Phage-Filled Mucus

Wednesday, May 22nd, 2013

Animals use mucus as a protective barrier in places like the gut and lungs, and that mucus is full of bacteria-eating viruses called phages:

These protect their hosts from infection by destroying incoming bacteria. In return, the phages are exposed to a steady torrent of microbes in which to reproduce.

Microbial ecologist Forest Rohwer found that mucus contained four times more phages than the surrounding environment:

Mucus mainly consists of huge molecular complexes called mucins, which are made up of thousands of glycan sugars attached to a central protein backbone. The team showed that phages stick to these sugars, which Barr likens to a “large biological bottlebrush”.

The glycans are constantly changing and extremely variable, but the phages have equally diverse proteins in their coats, which allow them to cling to this inconsistent environment. The team showed that the presence of phages reduced the number of bacteria that can attach to mucus by more than 10,000 times.

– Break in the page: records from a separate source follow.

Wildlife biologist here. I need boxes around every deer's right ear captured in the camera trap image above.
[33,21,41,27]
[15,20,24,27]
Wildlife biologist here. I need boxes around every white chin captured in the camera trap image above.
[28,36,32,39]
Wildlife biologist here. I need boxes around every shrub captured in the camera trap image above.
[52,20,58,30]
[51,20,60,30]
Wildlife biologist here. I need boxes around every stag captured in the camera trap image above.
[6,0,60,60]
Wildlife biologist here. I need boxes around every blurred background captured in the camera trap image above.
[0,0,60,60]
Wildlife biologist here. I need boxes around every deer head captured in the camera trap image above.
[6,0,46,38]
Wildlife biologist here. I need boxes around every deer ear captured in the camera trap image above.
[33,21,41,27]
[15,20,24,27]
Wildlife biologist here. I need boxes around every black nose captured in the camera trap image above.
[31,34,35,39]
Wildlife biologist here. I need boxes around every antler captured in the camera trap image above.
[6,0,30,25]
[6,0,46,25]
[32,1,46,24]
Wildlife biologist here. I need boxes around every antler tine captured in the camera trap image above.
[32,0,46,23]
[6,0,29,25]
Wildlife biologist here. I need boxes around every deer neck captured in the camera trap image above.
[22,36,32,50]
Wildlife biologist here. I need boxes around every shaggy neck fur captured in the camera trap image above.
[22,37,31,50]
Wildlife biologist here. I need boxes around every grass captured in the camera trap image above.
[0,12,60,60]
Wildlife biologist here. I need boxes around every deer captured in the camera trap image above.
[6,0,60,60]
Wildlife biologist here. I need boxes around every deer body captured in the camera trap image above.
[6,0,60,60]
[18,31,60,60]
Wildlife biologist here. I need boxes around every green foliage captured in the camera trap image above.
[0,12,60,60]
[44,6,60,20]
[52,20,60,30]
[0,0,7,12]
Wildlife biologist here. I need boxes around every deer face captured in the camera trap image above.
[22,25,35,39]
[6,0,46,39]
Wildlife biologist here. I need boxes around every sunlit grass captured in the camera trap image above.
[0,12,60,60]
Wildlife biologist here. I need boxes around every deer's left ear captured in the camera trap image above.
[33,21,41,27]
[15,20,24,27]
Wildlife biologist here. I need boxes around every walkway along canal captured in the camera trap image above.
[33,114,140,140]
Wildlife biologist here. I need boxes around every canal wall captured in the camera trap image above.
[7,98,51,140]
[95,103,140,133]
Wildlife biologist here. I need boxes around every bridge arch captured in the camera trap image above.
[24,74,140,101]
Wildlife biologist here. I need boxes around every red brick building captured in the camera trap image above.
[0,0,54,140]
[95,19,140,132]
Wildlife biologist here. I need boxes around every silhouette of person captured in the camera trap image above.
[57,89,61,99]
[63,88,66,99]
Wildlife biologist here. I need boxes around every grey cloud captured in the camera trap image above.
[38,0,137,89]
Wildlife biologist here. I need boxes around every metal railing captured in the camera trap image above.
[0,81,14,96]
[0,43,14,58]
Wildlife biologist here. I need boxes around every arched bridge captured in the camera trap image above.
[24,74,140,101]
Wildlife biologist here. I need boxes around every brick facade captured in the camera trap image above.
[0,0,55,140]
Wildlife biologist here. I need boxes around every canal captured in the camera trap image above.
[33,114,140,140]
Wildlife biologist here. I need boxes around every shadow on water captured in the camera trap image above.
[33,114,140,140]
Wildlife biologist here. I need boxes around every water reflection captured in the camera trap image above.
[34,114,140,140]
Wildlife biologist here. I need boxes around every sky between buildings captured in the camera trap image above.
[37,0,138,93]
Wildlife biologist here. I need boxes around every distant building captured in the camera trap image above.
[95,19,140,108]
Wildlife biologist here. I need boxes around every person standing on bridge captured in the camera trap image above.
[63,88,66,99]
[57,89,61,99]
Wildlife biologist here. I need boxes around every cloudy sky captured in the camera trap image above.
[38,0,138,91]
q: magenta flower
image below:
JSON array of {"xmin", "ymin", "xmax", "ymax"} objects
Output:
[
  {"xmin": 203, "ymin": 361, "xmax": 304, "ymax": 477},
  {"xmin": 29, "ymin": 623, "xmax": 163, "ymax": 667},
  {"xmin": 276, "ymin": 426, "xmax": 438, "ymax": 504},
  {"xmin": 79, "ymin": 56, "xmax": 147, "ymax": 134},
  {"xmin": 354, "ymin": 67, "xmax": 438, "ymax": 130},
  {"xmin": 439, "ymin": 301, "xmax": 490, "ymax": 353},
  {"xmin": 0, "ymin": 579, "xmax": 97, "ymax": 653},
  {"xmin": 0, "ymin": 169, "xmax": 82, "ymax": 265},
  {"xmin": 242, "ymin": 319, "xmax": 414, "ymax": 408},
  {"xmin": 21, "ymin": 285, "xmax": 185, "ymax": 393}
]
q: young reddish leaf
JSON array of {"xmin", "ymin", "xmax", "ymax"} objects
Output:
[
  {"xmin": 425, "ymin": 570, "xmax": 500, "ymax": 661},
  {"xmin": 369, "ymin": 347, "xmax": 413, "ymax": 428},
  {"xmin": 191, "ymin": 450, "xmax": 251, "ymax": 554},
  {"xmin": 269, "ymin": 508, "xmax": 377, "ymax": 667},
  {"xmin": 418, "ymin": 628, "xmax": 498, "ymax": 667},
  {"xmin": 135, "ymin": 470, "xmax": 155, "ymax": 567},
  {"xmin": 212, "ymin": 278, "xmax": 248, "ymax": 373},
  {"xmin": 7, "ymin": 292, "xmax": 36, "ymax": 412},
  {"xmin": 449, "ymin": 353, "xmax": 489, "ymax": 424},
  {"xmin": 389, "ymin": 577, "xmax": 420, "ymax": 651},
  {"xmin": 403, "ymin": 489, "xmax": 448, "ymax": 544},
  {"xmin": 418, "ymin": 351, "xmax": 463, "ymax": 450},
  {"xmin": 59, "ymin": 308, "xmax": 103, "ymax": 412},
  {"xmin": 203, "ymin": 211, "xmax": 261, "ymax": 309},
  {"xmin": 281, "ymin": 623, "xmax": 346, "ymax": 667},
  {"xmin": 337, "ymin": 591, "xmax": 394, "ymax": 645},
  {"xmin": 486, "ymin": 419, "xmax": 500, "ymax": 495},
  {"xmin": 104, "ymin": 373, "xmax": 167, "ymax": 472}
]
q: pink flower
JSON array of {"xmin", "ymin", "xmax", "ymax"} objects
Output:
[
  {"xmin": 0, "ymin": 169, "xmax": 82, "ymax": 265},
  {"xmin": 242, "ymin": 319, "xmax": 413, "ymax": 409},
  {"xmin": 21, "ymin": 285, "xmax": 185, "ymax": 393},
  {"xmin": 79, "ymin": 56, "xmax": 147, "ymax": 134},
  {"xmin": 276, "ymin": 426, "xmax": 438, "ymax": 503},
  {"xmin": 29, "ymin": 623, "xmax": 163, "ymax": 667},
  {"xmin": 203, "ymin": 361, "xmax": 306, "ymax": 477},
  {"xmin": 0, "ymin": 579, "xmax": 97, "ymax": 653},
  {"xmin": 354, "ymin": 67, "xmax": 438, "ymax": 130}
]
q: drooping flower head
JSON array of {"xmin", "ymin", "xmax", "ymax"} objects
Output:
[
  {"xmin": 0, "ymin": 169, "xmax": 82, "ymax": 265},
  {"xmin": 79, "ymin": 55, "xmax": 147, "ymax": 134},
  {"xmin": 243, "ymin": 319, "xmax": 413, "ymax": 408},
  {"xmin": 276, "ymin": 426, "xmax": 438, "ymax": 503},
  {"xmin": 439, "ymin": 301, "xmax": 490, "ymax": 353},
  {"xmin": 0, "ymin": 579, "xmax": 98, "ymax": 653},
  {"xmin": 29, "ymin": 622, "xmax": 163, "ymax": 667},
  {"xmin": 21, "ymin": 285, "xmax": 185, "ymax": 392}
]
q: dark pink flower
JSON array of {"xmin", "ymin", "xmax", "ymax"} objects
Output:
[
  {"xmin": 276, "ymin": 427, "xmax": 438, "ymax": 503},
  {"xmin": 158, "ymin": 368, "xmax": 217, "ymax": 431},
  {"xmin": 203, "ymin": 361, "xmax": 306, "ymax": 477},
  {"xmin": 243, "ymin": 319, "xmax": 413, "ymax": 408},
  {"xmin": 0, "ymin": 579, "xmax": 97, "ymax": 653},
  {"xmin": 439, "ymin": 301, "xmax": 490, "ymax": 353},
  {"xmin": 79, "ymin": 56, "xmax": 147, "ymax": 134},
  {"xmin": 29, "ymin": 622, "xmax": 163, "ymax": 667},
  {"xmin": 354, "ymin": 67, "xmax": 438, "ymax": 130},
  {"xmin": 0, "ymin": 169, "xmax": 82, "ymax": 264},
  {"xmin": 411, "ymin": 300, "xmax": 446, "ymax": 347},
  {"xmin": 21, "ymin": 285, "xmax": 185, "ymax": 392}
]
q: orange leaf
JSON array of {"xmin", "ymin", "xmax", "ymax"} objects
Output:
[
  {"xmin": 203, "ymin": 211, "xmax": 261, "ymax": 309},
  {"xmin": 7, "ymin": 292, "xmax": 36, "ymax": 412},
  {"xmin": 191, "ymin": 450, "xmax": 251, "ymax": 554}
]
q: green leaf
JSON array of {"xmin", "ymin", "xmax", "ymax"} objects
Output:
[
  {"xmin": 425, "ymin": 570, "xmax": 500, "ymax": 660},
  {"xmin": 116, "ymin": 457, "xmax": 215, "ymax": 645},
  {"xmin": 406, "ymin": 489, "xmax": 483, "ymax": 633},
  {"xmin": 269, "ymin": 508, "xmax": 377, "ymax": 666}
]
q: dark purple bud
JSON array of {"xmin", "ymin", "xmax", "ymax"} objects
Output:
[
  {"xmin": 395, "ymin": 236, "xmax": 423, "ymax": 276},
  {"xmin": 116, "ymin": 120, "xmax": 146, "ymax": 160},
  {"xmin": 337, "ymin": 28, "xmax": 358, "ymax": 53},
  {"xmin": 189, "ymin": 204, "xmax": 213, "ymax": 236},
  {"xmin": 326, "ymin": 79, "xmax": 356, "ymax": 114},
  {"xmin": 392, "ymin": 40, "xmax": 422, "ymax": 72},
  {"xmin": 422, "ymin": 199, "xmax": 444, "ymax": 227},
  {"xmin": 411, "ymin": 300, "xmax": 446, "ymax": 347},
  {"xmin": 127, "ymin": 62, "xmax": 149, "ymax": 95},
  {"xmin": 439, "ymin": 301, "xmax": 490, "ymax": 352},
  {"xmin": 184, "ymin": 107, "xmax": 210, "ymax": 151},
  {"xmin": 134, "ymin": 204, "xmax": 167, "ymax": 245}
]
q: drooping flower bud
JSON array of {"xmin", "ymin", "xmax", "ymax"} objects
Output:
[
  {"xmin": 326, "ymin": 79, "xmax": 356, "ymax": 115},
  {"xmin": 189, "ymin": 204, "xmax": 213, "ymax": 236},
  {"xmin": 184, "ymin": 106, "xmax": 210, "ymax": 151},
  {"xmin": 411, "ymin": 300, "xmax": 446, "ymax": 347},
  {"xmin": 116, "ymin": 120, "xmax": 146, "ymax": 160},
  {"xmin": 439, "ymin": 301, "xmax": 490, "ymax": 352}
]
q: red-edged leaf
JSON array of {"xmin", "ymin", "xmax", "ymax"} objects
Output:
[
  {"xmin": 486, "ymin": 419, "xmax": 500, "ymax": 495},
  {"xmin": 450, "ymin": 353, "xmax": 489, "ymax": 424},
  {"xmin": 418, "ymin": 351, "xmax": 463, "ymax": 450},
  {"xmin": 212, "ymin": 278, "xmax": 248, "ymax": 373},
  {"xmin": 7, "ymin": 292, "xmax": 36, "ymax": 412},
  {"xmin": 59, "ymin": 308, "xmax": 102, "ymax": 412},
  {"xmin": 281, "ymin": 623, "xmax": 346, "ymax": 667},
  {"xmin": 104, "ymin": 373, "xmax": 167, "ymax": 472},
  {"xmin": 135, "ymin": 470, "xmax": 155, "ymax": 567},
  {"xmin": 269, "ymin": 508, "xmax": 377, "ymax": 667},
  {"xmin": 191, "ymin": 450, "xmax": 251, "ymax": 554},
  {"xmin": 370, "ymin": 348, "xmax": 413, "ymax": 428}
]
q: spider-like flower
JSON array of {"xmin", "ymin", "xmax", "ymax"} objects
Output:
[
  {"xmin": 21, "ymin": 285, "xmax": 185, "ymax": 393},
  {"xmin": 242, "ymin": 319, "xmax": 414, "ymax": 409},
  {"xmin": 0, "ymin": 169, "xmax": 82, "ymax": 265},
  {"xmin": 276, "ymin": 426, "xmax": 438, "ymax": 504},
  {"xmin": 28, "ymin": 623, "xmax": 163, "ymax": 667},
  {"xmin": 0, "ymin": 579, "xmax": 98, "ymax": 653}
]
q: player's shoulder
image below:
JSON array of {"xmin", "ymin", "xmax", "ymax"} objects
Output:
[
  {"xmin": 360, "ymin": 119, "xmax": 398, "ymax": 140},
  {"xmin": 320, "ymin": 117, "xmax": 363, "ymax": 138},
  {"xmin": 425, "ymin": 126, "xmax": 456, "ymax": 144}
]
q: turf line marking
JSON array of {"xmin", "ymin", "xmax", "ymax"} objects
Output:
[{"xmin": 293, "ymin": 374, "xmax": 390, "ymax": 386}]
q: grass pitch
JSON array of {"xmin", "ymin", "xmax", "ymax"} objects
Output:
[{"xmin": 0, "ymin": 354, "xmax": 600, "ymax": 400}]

Barr says he thinks that the phage strains found most often in mucus will be those that target the most common bacteria, providing a sort of ‘mucus memory’ against the most relevant local microbes. But because mucus is continuously being shed and replenished, these relationships are in constant flux. Barr, Rohwer and the team are now trying to simulate the evolutionary dynamics within this realm of mucus.